О первой встрече Тагора и Джорджа Бернарда Шоу рассказал в своих мемуарах Ротенстайн. "Они встретились в мое отсутствие, когда чета Шоу явилась на обед. Моя жена передала потом слова Шоу: "Тоже мне Синяя Борода! Хотел бы я знать, сколько у него жен!" Но примерно через двадцать лет на приеме в честь Тагора они встретились вновь, на этот раз оба седовласые и седобородые, сидели и долго беседовали, как подобает двум благородным старцам".

Ротенстайн предложил Индийскому обществу напечатать для его членов сборник стихотворений Тагора, к которому Йитс согласился написать предисловие. Таким образом, книга стихов "Гитанджали" впервые вышла ограниченным тиражом в 750 экземпляров. Впоследствии Ротенстайн убедил Джорджа Макмиллана напечатать массовое издание. Это было еще до присуждения Нобелевской премии, когда требовались уговоры, чтобы заставить издателей пойти на риск опубликования произведений неизвестного индийца. Многие критики как в Англии, так и в Индии с трудом верили, что Тагор, который ничего раньше не публиковал на английском, мог так хорошо владеть этим языком. Успех "Гитанджали" они относили целиком за счет Йитса, который якобы коренным образом пересмотрел и переписал все стихотворения. Это мнение бытует и по наши дни, поэтому имеет смысл вспомнить слова Ротенстайна: ведь он читал оригинал рукописи, прежде чем послать ее Йитсу, и окончательный текст, полученный от Йитса, тоже прошел через его руки и поныне должен храниться в семье художника. "Я знаю, — писал Ротенстайн, — что в Индии говорили, будто успех "Гитанджали" в большой степени зависел от Йитса, который будто бы переписал переводы Тагора. Можно легко доказать, что это неправда. Оригинальная рукопись "Гитанджали" на английском и бенгальском находится у меня. Йитс предложил изменения в нескольких местах, но основной текст был напечатан так, как он вышел из-под пера Тагора".

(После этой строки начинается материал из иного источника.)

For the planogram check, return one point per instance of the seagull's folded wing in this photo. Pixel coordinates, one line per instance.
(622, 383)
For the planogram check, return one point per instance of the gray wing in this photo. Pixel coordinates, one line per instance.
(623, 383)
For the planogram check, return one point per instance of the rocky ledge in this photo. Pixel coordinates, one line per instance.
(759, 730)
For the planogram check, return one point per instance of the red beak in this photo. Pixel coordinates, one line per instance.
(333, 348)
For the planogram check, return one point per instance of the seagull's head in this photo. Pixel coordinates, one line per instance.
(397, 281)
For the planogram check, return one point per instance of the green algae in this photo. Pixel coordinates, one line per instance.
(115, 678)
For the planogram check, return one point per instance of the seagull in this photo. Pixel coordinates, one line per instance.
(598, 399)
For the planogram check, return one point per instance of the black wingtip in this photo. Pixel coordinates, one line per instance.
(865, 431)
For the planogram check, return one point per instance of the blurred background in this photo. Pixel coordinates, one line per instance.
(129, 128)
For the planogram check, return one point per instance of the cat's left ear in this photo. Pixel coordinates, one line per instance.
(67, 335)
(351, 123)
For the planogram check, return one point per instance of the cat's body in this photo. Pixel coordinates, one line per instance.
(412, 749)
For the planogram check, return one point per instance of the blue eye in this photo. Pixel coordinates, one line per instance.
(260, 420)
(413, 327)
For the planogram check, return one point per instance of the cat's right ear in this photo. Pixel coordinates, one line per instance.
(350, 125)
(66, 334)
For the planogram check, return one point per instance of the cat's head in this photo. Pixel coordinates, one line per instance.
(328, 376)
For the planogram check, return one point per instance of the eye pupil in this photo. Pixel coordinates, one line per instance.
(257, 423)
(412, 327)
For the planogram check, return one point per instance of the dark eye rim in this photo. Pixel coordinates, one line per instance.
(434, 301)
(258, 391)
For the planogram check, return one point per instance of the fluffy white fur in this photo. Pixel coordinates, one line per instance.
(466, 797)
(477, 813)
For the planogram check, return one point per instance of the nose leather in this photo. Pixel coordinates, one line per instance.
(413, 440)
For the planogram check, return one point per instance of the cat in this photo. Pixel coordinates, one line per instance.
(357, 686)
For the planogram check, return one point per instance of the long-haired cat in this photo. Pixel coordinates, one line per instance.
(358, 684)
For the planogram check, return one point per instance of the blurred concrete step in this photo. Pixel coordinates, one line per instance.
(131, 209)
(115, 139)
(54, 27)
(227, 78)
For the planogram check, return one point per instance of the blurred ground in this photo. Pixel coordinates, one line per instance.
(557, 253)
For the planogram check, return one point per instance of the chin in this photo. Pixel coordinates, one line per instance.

В октябре 1912 года в сопровождении сына и невестки Рабиндранат отплыл в Соединенные Штаты. Ротхиндронат ранее закончил университет штата Иллинойс и теперь уговорил отца провести несколько месяцев в тиши в городе Урбане, надеясь воспользоваться этой возможностью, чтобы завершить свою диссертацию. Неподалеку от колледжа они сняли дом, где семья разместилась на зиму. Там Тагор впервые начал писать серьезную прозу по-английски, это были лекции, прочитанные впоследствии в Гарвардском университете и опубликованные под названием "Шадхона" ("Понимание жизни").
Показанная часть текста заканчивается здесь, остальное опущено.